I have a lot of CSV files with each record containing ~6000 columns. The first column is the label and the remaining columns should be treated as a feature vector. I'm new to Tensorflow and I can't figure out how to read the data into a Tensorflow Dataset with the desired format. I have the following code running currently:

DEFAULTS = []
n_features = 6170
for i in range(n_features+1):
  DEFAULTS.append([0.0])

def parse_csv(line):
    # line = line.replace('"', '')
    columns = tf.decode_csv(line, record_defaults=DEFAULTS)  # take a line at a time
    features = {'label': columns[-1], 'x': tf.stack(columns[:-1])}  # create a dictionary out of the features
    labels = features.pop('label')  # define the label

    return features, labels


def train_input_fn(data_file=sample_csv_file, batch_size=128):
    """Generate an input function for the Estimator."""
    # Extract lines from input files using the Dataset API.
    dataset = tf.data.TextLineDataset(data_file)
    dataset = dataset.map(parse_csv)
    dataset = dataset.shuffle(10000).repeat().batch(batch_size)
    return dataset.make_one_shot_iterator().get_next()

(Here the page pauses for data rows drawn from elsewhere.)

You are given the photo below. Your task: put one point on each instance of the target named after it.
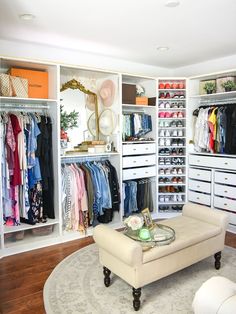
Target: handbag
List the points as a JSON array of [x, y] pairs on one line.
[[13, 86]]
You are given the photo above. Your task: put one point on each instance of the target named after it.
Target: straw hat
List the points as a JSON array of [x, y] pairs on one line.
[[107, 92], [90, 102]]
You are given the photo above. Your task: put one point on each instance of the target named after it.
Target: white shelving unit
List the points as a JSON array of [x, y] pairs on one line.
[[171, 112], [211, 175]]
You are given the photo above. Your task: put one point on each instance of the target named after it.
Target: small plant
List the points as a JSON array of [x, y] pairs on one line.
[[140, 91], [210, 87], [228, 85], [68, 120]]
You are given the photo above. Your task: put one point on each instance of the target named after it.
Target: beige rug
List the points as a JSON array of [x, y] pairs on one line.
[[76, 286]]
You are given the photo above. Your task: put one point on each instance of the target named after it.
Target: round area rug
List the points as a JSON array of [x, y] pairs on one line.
[[76, 286]]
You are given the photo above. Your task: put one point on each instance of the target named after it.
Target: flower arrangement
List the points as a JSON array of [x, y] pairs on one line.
[[140, 91], [134, 222]]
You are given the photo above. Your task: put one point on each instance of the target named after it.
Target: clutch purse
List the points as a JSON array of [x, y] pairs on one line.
[[13, 86]]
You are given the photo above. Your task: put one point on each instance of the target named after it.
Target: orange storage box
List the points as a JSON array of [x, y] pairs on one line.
[[38, 81], [142, 101]]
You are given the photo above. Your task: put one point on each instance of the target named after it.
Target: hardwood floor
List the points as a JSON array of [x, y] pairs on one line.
[[22, 276]]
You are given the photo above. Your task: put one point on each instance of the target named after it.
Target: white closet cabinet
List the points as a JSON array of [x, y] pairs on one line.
[[171, 143], [211, 176], [15, 239]]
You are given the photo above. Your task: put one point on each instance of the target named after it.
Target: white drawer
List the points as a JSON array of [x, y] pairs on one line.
[[138, 161], [199, 198], [137, 173], [213, 162], [138, 149], [199, 186], [232, 218], [224, 190], [226, 178], [224, 203], [199, 174]]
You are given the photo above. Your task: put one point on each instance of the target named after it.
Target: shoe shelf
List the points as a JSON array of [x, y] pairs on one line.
[[171, 113]]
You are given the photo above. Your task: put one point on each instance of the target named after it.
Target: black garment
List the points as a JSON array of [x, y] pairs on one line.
[[230, 145], [114, 186], [44, 153]]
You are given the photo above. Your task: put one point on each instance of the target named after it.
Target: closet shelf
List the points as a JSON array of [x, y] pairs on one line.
[[137, 106], [24, 226], [86, 154], [17, 100], [215, 96]]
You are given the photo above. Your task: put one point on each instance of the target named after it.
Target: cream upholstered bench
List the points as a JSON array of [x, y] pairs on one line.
[[200, 232]]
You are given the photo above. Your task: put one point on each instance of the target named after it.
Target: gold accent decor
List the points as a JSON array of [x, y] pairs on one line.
[[74, 84]]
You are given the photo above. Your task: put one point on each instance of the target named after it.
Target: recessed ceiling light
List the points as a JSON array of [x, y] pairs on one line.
[[27, 17], [163, 48], [172, 3]]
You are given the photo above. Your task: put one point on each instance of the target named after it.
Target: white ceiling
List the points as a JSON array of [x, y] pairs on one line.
[[195, 31]]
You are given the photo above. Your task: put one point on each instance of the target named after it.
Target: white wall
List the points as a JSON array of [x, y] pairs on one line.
[[215, 65], [44, 53]]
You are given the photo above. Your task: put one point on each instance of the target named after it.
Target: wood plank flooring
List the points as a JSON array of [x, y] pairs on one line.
[[22, 276]]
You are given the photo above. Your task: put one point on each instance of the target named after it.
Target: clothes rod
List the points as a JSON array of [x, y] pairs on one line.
[[23, 106], [77, 158]]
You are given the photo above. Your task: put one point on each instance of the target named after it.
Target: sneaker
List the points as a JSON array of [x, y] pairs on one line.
[[167, 171], [174, 171], [180, 115], [174, 115], [162, 133], [167, 161], [174, 133], [167, 142], [162, 142], [180, 171], [180, 133], [167, 105]]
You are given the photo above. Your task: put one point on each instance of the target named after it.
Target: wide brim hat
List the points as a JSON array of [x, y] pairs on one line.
[[90, 102], [107, 122], [107, 93]]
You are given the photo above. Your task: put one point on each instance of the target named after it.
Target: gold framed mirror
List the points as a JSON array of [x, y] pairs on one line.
[[74, 84]]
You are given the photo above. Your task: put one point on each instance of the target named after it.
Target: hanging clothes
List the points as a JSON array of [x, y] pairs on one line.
[[90, 194], [23, 185], [138, 195]]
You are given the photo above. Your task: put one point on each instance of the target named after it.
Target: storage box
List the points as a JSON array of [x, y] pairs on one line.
[[142, 101], [38, 81], [219, 81], [128, 94], [202, 84], [152, 101], [42, 231]]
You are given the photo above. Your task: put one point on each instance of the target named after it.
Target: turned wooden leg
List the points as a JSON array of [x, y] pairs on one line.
[[136, 301], [106, 273], [217, 260]]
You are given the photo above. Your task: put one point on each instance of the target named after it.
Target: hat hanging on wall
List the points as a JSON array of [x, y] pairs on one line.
[[90, 102], [107, 122], [107, 92]]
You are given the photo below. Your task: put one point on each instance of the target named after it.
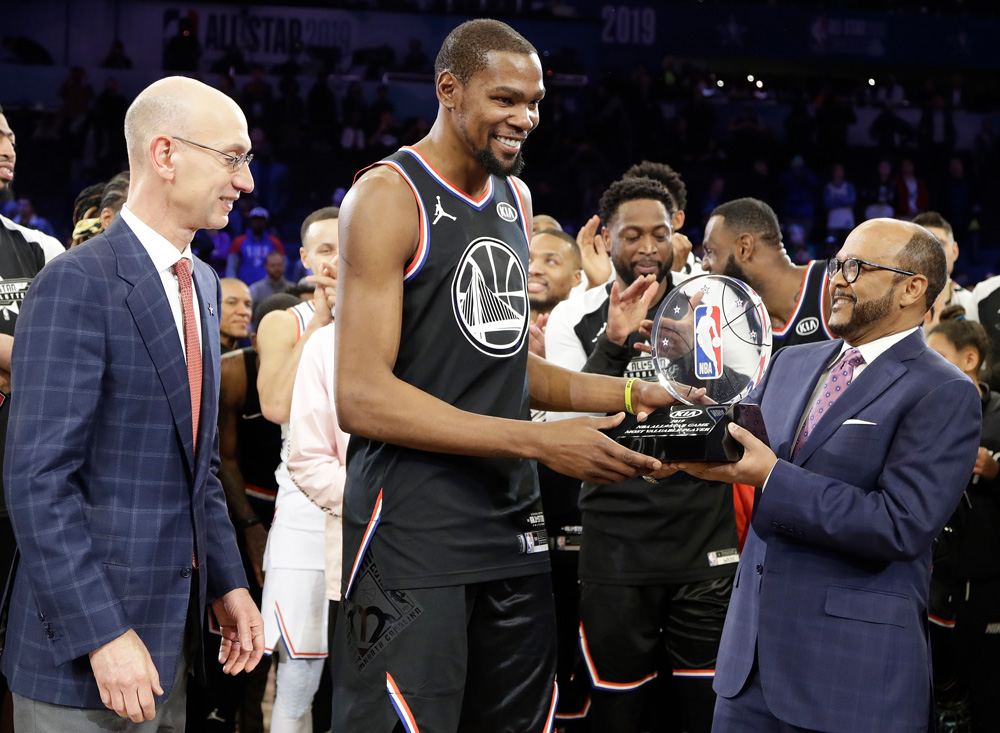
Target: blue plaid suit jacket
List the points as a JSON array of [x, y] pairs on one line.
[[832, 584], [106, 492]]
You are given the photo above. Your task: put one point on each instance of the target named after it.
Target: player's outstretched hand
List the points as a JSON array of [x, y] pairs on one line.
[[752, 469], [649, 396], [576, 448], [126, 677]]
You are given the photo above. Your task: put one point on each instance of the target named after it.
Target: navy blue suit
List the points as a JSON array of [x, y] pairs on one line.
[[107, 494], [832, 584]]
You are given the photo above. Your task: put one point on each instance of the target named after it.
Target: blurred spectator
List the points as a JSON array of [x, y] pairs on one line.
[[889, 131], [248, 253], [416, 60], [116, 58], [800, 187], [879, 194], [965, 584], [108, 128], [183, 51], [87, 214], [911, 192], [839, 197], [28, 217], [235, 310], [275, 281], [113, 197]]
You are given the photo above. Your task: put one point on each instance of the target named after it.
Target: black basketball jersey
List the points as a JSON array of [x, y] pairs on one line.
[[431, 519], [809, 319]]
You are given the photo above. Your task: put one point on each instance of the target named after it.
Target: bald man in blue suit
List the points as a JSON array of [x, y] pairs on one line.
[[827, 627], [113, 446]]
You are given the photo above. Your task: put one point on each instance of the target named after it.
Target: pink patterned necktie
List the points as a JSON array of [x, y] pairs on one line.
[[835, 385], [191, 345]]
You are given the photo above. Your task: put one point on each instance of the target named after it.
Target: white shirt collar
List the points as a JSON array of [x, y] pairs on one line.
[[874, 349], [163, 254]]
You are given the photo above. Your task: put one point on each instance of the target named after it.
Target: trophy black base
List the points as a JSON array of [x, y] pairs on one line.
[[694, 432]]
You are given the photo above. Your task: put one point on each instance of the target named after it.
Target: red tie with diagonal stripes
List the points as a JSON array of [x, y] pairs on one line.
[[191, 343]]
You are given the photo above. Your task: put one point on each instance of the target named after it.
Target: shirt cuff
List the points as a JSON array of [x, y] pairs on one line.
[[769, 475]]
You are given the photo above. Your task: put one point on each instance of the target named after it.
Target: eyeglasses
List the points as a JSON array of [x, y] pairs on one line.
[[237, 161], [852, 268]]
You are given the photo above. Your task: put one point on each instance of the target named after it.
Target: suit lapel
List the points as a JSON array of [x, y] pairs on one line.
[[874, 380], [205, 287], [147, 302]]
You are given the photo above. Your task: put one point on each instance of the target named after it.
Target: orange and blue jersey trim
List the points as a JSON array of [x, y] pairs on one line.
[[287, 639], [402, 709], [595, 679], [792, 319], [525, 224], [424, 240], [550, 719], [478, 204], [365, 541], [579, 715]]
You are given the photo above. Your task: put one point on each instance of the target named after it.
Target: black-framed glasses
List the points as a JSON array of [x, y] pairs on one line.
[[852, 268], [236, 161]]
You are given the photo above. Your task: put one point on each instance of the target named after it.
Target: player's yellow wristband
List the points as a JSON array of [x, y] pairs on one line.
[[628, 395]]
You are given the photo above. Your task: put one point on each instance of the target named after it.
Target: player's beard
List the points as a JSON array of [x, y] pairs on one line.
[[628, 275], [864, 314], [495, 167], [734, 270]]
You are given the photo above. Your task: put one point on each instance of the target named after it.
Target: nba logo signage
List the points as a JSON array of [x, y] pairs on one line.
[[708, 342]]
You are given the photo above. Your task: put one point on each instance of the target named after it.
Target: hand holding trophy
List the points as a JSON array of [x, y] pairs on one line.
[[713, 333]]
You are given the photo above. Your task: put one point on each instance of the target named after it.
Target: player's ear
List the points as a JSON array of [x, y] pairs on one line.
[[744, 247], [448, 88]]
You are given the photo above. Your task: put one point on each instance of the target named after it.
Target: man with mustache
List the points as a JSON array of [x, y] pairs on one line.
[[743, 240], [872, 440], [447, 619], [656, 562]]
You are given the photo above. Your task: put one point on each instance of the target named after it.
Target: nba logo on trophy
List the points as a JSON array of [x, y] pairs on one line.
[[708, 341]]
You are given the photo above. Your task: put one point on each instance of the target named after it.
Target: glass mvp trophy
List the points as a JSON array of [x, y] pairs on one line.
[[710, 332]]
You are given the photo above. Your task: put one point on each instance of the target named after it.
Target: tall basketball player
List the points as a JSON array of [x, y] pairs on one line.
[[447, 618]]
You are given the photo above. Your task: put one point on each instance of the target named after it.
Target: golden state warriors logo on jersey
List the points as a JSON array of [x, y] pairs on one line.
[[490, 297]]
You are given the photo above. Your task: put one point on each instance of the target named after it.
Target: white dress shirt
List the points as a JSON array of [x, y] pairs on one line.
[[164, 256]]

Each CSV file has ~10K records. I've tried to do a sample eval on train_input_fn as labels = train_input_fn()[1].eval(session=sess). This gets 128 labels, but it's taking around 2 minutes.

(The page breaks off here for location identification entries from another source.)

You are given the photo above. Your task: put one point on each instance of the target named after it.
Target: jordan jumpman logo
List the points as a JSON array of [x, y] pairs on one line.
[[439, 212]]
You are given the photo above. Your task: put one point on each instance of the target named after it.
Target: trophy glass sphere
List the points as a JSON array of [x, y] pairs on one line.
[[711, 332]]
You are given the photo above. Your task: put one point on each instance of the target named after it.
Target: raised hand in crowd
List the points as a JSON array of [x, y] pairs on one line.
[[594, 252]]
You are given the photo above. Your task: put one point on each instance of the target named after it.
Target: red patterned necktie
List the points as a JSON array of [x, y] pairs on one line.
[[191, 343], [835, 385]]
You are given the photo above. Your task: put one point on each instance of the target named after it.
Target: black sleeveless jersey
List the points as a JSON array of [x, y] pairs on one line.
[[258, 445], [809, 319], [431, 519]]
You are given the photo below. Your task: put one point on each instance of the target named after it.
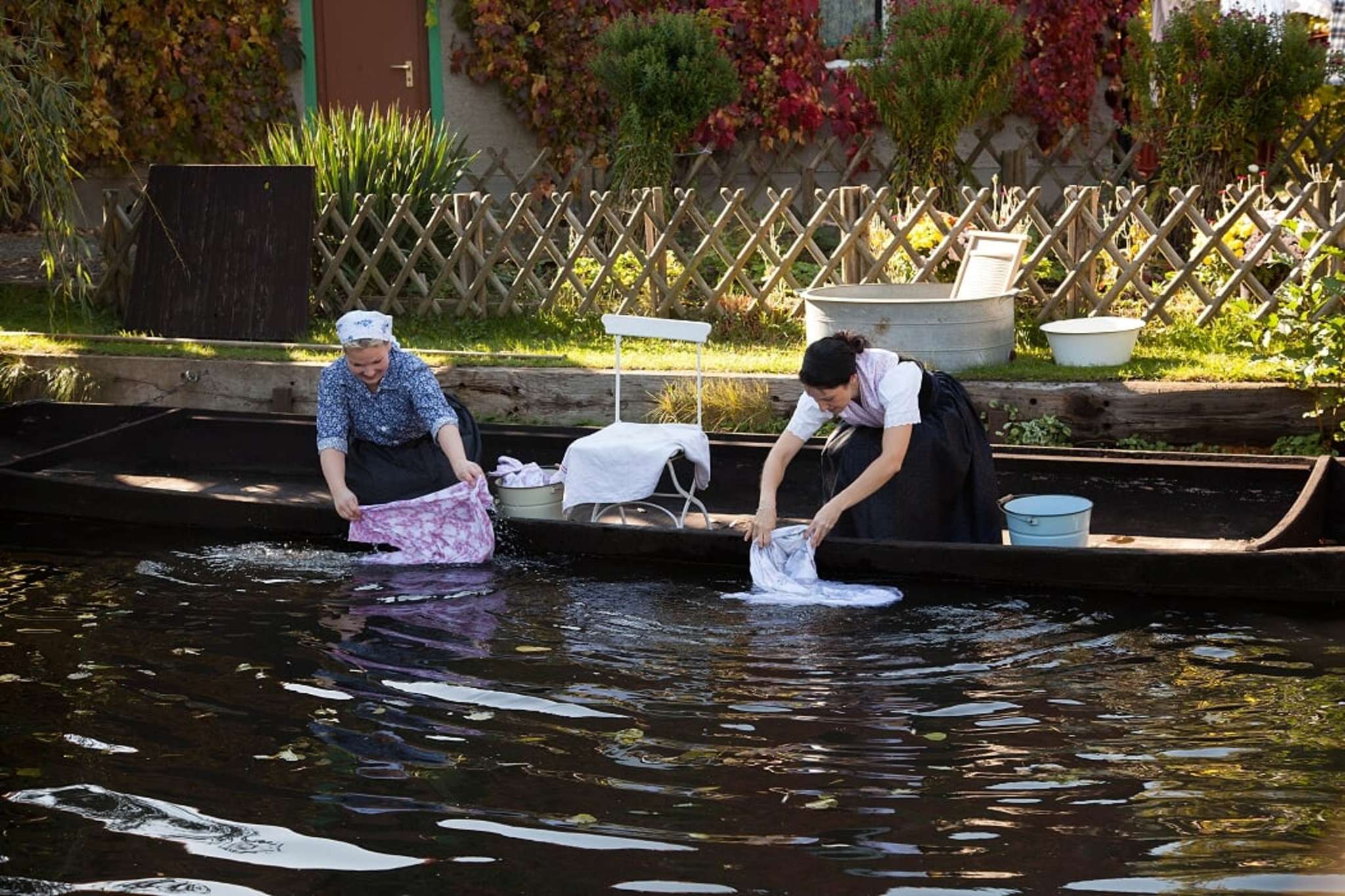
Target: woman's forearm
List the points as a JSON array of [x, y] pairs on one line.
[[451, 442], [334, 468]]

Am I using some redundant operations or is there any better way to do this?

PS: I have the original data in Spark Dataframe. Hence, I can use TFRecords as well if that can make things faster.

Solution

You are doing it right. But a faster way is to use TFRecords as shown in the following steps:

Use tf.python_io.TFRecordWriter: -- To read the csv file and write it as a tfrecord file as shown here:Tensorflow create a tfrecords file from csv.

Reading from the tfrecord : --

def _parse_function(proto):
   f = {
       "features": tf.FixedLenSequenceFeature([], tf.float32, default_value=0.0, allow_missing=True),
       "label": tf.FixedLenSequenceFeature([], tf.float32, default_value=0.0, allow_missing=True)
       }
       parsed_features = tf.parse_single_example(proto, f)
       features = parsed_features["features"]
       label = parsed_features["label"]
       return features, label


dataset = tf.data.TFRecordDataset(['csv.tfrecords'])
dataset = dataset.map(_parse_function)
dataset = dataset.shuffle(10000).repeat().batch(128)
iterator = dataset.make_one_shot_iterator()
features, label = iterator.get_next()

I ran both the cases (csv vs tfrecords) on a randomly generated csv. The total time for 10 batches (128 samples each) for a csv direct read was around 204s, while that of tfrecord was around 0.22s.